Its adjusted results excluding the charges beat Wall Street expectations, and its shares rose almost three per cent in pre-market trading. Its insurance business showed improvement.
American International Group Inc., which was rescued by the government during the financial meltdown, said its net loss attributable to common shareholders amounted to $3.96 per share. It had a profit of $311 million, or $2.30 per share, a year ago.
The net loss attributable to AIG was a larger $2.66 billion. That is much bigger than the $538 million loss attributed to its shareholders, because it includes the portion that the government is shouldering. The government owns 80 per cent of AIG.
Removing the charges, AIG earned $1.99 per share, up from $1.71 per share last year. That reflected improved performance in its insurance business, despite heavy claims related to the Gulf of Mexico oil rig explosion and subsequent spill, storms and flooding in the U.S. during the quarter and the Icelandic volcano.
Analysts polled by Thomson Reuters, on average, expected profit of 99 cents per share.

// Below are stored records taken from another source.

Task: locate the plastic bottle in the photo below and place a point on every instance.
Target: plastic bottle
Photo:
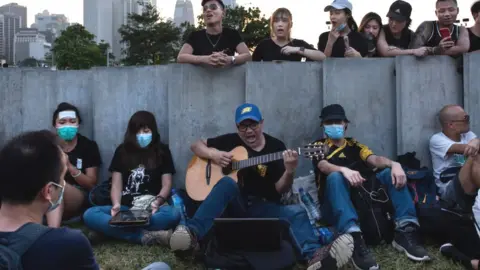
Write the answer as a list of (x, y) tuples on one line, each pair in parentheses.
[(179, 205)]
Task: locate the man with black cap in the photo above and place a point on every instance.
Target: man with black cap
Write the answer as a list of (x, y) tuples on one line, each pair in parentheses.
[(258, 193), (216, 45), (396, 36), (336, 177), (443, 37)]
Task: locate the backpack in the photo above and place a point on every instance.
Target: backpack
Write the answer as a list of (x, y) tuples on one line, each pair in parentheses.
[(16, 244)]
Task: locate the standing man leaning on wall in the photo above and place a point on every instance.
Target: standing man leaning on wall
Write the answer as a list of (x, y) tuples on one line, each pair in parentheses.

The company’s overall loss reflected $3.42 billion in charges related to the sale of its American Life Insurance Co. unit, or Alico, and its Nan Shan Life Insurance Co. Both are in the process of being sold to help pay back some of the $180 billion in federal bailout funds the company received in late 2008. The Alico sale to MetLife Inc. should close by the end of the year.

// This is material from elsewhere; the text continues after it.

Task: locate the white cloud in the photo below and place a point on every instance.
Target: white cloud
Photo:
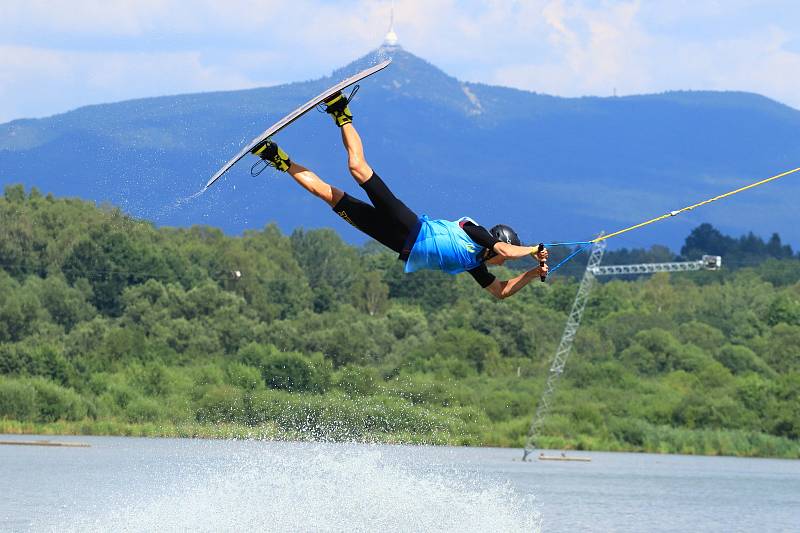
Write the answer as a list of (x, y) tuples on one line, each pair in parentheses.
[(102, 50)]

The company said in July it will conduct an initial public offering of AIA, its Asian life insurance unit, on the Hong Kong Stock Exchange, after the sale of the company to Britain’s Prudential PLC fell through.
AIG also reported $755 million in interest and other charges on its emergency line of credit from the Federal Reserve Bank of New York. That was down from $1.4 billion last year, due mainly to a reduction in the balance of the loan, which stood at $26.5 billion on June 30.
The total amount of outstanding government assistance fell slightly during the second quarter to $132.1 billion, not including the emergency line of the credit.
In prerecorded remarks, President and CEO Bob Benmosche said when the sale of Alico and the AIA IPO are completed, AIG will have paid back most of what it owes to the Fed.
AIG no longer holds a conference call to discuss quarterly results. Benmosche said in the recording that the company’s insurance businesses were profitable, posting income of $2.2 billion for the quarter.
When the restructuring is complete, Benmosche said, the company will have two main businesses, Chartis insurance and SunAmerica Financial Group, its U.S. life insurance and retirement unit.
Chartis posted operating income of $955 million. Chartis incurred about $287 million in catastrophe losses during the quarter, with claims related to floods in the Southeastern U.S., Hurricane Alex and other storms, the Icelandic volcano and the Deepwater Horizon explosion and oil spill in the Gulf of Mexico.
SunAmerica posted operating income of $1.1 billion, up from $254 million last year.